The retired BP chemist has made dozens of return visits over the year to the city he regards as his “spiritual home”.
But he’s particularly pleased to be back in Dundee this week to mark the Tay Road Bridge’s 50th anniversary.
And he was delighted to take up The Courier’s offer of a drive across the bridge to recreate that moment 50 years ago when he made history in his 1957 Morris Minor 1000.
“It was beyond my wildest dreams and expectations to be the first to cross the bridge and it’s a day that has lived with me forever,” smiles Hugh as we set off from the modern day Gellatly Street car park to reach the point on Dock Street where Hugh started his adventure all those years ago.
“I always believed that like Everest the bridge was there to be climbed – or more accurately crossed. “Certainly my view was that if I was there on the spot, as I was in 1966, it would be a crying shame to let someone else get there first!”
Hugh, who studied in Dundee from 1960 until 1967, had been editor of the student newspaper when he was recruited by the then Courier editor to be a lineage man and photographer, reporting mainly on college affairs.
It was during this period that he took it upon himself to be the first across – although he kept his mission quiet from friends in case he failed.
After careful preparation, he waited on Dock Street from 9am on the day before the opening, August 17.
Over the course of the day he invited Jim Henderson of the Scottish Daily Mail, Jim Roberts of The Courier and Ken Wilkie, then assistant manager at the CMC cement depot, to join him on the journey.
He was lucky as a coin toss decided it would be the Dock Street queue, with him at the front that would go ahead of a second queue on Riverside Drive.
Green light
He was given the green light to move at 1.30pm – exactly an hour after the Queen Mother made the official opening.

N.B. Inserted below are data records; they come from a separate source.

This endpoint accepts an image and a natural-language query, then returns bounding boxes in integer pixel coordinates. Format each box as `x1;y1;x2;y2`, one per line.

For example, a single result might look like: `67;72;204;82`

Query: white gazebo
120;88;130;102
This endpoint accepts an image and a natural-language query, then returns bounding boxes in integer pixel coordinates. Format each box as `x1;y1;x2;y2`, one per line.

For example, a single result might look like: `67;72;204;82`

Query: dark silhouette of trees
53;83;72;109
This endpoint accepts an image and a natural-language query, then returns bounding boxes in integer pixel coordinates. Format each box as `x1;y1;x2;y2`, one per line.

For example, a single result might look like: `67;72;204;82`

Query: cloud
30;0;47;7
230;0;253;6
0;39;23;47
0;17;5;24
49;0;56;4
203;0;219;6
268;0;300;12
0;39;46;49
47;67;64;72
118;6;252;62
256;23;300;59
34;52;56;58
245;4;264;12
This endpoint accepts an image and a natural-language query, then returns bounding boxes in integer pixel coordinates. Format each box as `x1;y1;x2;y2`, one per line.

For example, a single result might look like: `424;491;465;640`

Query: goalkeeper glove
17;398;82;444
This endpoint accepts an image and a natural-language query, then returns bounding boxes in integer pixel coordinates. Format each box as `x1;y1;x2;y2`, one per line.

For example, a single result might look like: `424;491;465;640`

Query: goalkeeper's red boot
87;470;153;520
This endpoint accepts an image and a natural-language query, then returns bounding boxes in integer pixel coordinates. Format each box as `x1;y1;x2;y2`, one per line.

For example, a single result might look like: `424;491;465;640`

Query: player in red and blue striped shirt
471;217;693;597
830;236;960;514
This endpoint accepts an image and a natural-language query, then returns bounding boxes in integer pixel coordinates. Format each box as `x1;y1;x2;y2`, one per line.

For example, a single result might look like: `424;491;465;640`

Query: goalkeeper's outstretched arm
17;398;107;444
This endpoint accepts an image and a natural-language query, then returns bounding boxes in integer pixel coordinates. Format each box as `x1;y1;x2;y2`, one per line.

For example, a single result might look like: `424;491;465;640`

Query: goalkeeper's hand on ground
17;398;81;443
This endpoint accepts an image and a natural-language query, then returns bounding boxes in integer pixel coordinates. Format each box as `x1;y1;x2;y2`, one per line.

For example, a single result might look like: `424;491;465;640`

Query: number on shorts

He was the first to pay his half Crown toll to cross with a Welsh dragon flag he borrowed from the Dundee Welsh Society draped over the car bonnet to honour his roots.
Noting that the bridge landfall road layout has changed dramatically since that day, Hugh smiles as we drive up to where the toll booths used to be and glide effortlessly across the bridge towards Fife.
“It took eight minutes to cross back then,” he laughs.
“Here on the left, I recall the old timber yards – McTavish and McAinsh I seem to remember. There was the jute importing docks. And down there was Caledon shipyards . In the very early days of course they were building whalers and trawlers. Now we see three oil rigs and wind power technology.
“But it was especially poignant looking ahead across the bridge. When I crossed it was completely clear. It was as if the region had been given a blank sheet to develop new opportunities.
“I remember seeing traffic coming the other way. Cars, lorries, wagons… It was a new beginning for commerce as much as anything.”
Hugh has enjoyed exploring Dundee this week with a bus pass – he doesn’t drive anymore. He’s full of questions about the former Law Tunnel which he visited decades ago and the changed skyline.
He’s been particularly impressed with V&A plans and thinks it is “wonderful” that the waterfront development will “re-connect” the city with the shore.
He’s also looking forward to catching up with old colleagues. Not only did he make history on the Tay Road Bridge 50 years ago this week. He also secured another first for the city when he received the first PhD from the newly formed Dundee University in 1968.